What is This "Weblog" of Which You Speak?

What do you get when you cross an online diary with an annotated bibliography? You get a new writing genre native to the World Wide Web. A weblog is a collection of short paragraphs, with new material added at the top of the page (several times a week or several times a day). Some weblogs contain mostly personal reflections, while others are more focused on annotating and critiquing material that appears elsewhere on the Internet.


The term weblog was coined by Jorn Barger late in 1997, but the basic form had existed as a navigational and publicity tool since the beginning of the World Wide Web. The genre began to emerge as a form of personal expression in mid 1999, when easy-to-use weblogging software enabled authors who don't think of themselves as designers or coders to publish by filling in forms and pushing buttons.

My own weblog began as a list of writing links that I had kept at www.uwec.edu/jerzdg/writing since I started working at UWEC. Here's what my writing site looked like in June of 1999, just before I began dating each new entry. I had a left column with static links to other collections of writing resources, a main column that linked to interesting resources that I found online, and a rightmost column where I planned to post each new handout I created as I started expanding my curricular website. Appropriately, I called the page "Writing Links and Commentary."

When I added a humorous post about Neil Armstrong's grammatical flub while stepping onto the surface of the moon, I felt the need to add that I was writing on the anniversary of the event, so I added a date. I keep separate archives for 1999 and 2000. From 2001 on, each of my posts are filed under multiple subject headings.

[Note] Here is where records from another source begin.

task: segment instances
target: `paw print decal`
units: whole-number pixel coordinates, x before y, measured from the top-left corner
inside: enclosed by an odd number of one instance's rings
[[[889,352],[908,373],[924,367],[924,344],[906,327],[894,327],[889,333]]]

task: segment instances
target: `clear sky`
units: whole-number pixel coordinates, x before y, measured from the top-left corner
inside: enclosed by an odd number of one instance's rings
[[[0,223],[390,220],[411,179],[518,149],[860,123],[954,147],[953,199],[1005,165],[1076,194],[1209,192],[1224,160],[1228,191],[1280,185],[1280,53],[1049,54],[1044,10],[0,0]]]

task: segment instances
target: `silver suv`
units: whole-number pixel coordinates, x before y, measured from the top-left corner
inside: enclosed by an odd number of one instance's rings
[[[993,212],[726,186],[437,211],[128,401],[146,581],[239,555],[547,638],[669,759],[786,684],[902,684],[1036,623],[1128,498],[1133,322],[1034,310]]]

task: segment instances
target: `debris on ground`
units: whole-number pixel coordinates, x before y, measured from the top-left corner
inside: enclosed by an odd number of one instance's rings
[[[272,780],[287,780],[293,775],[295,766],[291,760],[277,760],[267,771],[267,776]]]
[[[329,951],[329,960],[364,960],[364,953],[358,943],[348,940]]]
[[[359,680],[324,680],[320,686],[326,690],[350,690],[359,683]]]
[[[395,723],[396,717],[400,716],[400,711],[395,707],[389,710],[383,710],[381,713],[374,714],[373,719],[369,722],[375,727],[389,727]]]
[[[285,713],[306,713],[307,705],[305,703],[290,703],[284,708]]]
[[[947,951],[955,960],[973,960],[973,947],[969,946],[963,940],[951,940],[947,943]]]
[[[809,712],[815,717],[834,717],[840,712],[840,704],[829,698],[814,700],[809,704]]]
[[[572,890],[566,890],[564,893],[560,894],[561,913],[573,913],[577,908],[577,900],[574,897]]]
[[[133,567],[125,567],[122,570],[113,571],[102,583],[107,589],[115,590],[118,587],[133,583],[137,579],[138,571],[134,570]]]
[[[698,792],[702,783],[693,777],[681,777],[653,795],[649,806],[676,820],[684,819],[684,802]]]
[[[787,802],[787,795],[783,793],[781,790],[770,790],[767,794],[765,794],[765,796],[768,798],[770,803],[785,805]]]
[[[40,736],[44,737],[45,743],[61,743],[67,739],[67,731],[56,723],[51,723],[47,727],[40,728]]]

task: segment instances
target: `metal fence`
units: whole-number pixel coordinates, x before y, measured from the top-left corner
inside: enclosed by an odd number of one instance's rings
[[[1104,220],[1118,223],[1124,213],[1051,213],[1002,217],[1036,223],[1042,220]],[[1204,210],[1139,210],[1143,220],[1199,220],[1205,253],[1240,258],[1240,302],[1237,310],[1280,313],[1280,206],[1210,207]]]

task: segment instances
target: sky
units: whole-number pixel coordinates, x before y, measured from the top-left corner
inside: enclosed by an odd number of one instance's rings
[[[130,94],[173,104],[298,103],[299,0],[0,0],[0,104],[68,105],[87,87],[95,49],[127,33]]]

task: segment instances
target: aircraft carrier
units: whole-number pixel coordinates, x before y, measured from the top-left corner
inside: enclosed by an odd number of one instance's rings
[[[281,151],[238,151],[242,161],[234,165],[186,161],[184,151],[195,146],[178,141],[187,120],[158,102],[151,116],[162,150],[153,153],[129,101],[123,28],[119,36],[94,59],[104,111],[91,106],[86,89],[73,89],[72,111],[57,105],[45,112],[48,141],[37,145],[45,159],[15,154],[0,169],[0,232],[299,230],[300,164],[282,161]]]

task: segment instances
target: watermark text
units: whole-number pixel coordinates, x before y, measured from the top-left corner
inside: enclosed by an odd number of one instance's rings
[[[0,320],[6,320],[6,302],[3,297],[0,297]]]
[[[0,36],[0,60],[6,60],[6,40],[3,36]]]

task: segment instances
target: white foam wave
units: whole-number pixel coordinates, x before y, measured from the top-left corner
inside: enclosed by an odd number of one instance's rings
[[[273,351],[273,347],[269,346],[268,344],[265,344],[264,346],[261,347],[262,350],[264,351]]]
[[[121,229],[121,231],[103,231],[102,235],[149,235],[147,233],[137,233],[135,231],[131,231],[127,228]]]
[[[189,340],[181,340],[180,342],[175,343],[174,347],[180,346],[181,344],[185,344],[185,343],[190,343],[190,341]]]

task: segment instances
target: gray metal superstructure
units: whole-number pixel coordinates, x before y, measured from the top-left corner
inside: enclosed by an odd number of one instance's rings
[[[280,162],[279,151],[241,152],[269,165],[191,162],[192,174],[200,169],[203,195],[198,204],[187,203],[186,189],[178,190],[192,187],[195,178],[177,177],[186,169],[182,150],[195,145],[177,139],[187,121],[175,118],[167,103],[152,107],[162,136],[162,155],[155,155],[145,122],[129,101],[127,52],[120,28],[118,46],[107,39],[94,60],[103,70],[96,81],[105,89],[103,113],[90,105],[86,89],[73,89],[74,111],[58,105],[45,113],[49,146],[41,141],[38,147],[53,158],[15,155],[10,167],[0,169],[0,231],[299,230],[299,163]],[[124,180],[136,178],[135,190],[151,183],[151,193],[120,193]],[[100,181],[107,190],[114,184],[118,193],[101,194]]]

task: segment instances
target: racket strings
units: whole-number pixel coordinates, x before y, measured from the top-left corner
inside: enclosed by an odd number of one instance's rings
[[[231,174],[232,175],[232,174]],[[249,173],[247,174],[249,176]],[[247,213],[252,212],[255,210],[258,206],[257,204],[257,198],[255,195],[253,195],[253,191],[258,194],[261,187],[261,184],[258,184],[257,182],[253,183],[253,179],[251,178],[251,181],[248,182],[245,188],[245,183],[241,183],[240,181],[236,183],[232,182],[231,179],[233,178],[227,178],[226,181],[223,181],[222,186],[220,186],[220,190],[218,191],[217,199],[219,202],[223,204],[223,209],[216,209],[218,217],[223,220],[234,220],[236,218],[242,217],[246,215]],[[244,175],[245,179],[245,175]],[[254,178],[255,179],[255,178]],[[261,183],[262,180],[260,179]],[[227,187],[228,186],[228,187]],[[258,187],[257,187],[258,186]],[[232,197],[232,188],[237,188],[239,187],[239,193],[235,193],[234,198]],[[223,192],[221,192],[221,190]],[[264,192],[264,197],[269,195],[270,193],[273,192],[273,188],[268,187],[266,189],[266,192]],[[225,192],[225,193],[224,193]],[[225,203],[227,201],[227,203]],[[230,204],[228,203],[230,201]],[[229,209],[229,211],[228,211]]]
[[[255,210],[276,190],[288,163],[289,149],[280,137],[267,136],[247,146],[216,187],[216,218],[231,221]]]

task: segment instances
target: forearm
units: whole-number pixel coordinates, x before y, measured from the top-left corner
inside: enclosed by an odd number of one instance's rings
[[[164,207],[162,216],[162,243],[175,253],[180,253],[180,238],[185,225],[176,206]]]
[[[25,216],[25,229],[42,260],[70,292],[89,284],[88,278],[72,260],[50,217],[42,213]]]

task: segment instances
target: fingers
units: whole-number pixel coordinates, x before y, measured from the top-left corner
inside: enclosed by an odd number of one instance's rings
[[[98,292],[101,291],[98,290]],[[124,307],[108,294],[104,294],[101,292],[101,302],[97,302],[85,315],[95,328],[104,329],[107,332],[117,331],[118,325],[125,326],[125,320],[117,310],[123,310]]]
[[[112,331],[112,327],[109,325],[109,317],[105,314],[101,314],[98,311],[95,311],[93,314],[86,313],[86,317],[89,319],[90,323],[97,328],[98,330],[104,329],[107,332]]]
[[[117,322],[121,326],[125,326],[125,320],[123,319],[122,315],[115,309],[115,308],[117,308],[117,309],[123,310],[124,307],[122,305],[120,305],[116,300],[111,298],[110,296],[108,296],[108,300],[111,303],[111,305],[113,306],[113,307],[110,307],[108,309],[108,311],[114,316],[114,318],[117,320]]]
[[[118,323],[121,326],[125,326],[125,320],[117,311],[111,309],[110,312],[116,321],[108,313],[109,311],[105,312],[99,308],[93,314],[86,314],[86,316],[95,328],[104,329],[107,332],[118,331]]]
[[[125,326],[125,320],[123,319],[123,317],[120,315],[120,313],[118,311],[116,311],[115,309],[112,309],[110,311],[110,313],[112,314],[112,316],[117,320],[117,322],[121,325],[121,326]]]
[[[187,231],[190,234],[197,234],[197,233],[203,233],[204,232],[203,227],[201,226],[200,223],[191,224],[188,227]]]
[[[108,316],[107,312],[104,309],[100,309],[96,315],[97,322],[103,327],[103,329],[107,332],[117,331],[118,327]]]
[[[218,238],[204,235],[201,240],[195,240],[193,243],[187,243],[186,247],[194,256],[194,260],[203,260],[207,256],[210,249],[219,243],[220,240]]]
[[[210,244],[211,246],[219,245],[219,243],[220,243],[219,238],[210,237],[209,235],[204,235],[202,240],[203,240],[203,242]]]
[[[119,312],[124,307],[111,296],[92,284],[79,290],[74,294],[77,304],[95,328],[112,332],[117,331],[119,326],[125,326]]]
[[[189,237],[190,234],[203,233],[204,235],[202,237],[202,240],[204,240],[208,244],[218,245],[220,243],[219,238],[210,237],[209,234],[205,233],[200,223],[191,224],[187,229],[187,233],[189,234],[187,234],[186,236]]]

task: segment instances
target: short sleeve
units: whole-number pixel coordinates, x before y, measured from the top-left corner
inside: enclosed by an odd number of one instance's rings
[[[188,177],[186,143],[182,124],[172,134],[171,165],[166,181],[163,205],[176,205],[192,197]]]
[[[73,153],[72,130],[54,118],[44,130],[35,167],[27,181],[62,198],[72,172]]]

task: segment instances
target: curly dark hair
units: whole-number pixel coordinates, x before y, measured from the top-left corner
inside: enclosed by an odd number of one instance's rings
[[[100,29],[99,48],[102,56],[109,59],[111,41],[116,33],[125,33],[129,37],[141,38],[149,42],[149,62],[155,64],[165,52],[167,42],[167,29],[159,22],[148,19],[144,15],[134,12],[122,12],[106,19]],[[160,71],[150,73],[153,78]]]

Somewhere along the way I added the subtitle "Online and Offline Literacy Links." As the weblog phenomenon grew, I figured that the word "links" in the title of my page was redundant. I toyed with changing the title to something cute and snappy like "JerzBlog" or "Jerz's LitBlog," but people had already started linking to my page as the "Literacy Weblog." I've recently been running to references to a weblog called the "Information Literacy Weblog," so I've started using the name "Jerz's Literacy Weblog."